Google Dave visits The Juice Academy
Our last session at The Juice Academy was one we had all been looking forward to having heard a lot about PH Creative’s Google Dave.
Dave somehow managed to make the distinction between organic and paid search traffic clear and interesting, something that we have yet to come across in the jargon loving world of SEO.
He explained to us the importance of grasping the intent behind a keyword search before utilising it; those with the greatest intent to buy are the ones worth chasing after.
As social media apprentices we understood the concept of paid advertising in search engines but it was the grittier details behind these processes that Dave taught us.

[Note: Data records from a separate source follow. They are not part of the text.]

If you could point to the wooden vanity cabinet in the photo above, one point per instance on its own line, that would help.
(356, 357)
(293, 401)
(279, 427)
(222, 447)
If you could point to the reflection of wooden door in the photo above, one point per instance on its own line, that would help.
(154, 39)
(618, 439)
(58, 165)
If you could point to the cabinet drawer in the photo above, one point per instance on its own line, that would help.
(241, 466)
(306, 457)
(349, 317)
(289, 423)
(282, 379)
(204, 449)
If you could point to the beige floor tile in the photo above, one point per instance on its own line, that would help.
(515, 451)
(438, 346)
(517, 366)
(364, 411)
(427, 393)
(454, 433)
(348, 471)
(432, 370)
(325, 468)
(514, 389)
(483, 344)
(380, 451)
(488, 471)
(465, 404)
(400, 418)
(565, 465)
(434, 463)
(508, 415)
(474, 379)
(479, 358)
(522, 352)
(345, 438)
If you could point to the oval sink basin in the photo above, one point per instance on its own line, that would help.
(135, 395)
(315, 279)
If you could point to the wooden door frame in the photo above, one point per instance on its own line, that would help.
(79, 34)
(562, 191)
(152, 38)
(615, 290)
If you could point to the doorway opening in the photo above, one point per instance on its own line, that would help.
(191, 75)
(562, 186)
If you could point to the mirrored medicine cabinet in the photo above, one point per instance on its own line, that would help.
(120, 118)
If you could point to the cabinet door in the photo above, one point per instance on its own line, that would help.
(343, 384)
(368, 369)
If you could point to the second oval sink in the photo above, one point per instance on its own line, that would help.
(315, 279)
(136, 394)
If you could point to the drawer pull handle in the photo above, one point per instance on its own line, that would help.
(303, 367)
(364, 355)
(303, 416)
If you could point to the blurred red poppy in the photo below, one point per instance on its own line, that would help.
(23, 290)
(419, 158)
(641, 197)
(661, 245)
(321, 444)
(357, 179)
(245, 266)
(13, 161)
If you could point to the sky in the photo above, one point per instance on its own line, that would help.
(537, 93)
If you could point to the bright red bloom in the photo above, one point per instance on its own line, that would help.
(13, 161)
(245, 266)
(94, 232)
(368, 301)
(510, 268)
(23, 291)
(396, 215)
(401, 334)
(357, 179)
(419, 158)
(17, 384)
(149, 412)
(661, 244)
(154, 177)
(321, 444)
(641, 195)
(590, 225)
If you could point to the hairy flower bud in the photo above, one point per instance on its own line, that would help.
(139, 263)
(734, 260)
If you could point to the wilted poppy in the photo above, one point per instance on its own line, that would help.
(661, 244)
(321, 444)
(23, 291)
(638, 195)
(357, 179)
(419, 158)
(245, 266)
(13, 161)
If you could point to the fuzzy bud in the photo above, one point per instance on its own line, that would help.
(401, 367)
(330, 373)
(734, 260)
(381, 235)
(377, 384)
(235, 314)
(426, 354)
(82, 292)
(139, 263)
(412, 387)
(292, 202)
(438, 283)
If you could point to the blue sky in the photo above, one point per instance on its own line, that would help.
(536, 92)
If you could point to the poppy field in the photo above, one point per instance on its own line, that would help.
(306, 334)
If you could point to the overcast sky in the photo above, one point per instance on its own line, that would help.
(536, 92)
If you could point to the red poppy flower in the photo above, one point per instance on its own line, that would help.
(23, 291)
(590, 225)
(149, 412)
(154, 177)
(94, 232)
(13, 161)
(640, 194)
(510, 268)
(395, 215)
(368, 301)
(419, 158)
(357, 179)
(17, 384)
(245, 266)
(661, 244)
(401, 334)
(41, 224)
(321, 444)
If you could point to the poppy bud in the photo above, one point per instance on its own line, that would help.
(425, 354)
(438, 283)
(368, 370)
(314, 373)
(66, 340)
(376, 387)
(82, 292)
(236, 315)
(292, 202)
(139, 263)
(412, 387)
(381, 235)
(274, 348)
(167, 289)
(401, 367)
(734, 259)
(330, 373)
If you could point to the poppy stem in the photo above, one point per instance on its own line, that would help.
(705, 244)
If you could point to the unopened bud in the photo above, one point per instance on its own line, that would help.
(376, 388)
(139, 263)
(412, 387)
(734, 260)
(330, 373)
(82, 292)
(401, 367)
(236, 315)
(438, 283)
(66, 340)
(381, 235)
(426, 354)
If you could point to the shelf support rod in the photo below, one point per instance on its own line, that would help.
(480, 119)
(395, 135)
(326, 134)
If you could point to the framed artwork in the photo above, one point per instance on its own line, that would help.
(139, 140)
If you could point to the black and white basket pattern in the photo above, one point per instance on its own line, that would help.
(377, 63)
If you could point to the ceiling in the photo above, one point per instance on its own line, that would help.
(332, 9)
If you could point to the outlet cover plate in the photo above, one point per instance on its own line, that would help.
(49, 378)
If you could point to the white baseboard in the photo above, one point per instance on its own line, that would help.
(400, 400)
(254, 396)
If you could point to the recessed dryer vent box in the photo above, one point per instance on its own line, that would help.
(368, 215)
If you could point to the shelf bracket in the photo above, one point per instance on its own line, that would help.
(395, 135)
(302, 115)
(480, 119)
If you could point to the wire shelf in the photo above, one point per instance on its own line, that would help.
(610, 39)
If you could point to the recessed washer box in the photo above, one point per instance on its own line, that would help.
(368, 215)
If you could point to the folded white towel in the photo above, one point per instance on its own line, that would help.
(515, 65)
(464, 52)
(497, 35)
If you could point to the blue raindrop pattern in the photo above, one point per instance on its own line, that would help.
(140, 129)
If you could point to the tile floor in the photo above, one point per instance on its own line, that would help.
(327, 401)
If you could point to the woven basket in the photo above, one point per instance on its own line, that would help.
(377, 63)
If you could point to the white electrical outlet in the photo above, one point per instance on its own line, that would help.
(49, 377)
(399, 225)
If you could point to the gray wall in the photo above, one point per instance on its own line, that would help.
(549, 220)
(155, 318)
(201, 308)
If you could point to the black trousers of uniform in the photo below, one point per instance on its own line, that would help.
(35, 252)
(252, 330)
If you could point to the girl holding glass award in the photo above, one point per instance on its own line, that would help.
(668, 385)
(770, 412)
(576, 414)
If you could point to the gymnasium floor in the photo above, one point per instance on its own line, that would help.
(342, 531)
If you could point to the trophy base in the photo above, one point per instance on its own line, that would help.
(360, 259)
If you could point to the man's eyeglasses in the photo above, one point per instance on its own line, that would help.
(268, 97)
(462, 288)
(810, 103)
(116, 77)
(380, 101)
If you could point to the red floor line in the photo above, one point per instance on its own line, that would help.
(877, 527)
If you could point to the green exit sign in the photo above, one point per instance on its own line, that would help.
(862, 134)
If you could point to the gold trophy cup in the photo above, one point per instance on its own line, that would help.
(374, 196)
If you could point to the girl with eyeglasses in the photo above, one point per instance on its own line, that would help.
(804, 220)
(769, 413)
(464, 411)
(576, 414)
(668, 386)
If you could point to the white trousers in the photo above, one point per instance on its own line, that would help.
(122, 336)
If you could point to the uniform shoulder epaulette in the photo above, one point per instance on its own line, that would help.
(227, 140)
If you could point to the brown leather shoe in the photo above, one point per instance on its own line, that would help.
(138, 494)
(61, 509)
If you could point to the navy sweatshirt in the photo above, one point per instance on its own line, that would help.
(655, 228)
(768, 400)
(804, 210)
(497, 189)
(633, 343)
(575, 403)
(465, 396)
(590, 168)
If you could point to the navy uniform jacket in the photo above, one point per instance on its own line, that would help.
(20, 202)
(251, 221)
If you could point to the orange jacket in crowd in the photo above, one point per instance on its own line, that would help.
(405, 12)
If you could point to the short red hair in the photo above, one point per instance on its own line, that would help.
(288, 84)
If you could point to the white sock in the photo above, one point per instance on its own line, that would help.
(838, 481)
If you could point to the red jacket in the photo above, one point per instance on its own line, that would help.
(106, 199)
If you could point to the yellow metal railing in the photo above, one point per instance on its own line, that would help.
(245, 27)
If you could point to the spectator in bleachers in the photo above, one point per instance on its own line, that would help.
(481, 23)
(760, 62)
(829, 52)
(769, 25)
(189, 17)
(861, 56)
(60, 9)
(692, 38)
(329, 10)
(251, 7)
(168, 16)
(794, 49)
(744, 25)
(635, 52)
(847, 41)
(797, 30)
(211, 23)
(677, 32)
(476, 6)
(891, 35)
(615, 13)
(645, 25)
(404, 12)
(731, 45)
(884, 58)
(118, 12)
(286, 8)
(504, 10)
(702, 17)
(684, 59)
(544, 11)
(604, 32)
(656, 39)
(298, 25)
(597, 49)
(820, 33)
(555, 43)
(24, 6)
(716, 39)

For example, a paid ad should never lead to your homepage because the customer isn’t there to think - as aspiring digital professionals we need to do the thinking for them.
A key point from Google Dave’s talk delved into content, differentiating between ‘Old/Black Hat SEO’ and ‘White Hat SEO’.
As content creators we need to think holistically, after all Google is the most valuable high street, and unnatural content won’t get a brand anywhere in the modern digital landscape.
Think of your site and digital presence as a real business - if 80 people walked in to your shop but 60 walked straight back out, would you write it off as nothing? We shouldn’t ignore these occurrences in our analytics and reporting either, a poor bounce rate and low visit duration is something to work on.
So, how can we get more people to our site?
SEO is about encouraging Google to trust your domain as a quality source by increasing your site authority; this means encouraging the index frequency (how often Google checks over your website).
Once again Dave explained this is crystal clear terms: think of your website as a book - it needs to have qualities that make Google want to re-index it in the same way that a book needs to be of real quality to make someone return to it again and again.
The key to this? Fresh, quality content.
However, perhaps the most important lesson we took from Google Dave’s talk was to take charge of our own learning and development. Books, blogs, web resources - absorb any information that is it at our disposal in order to grow and progress.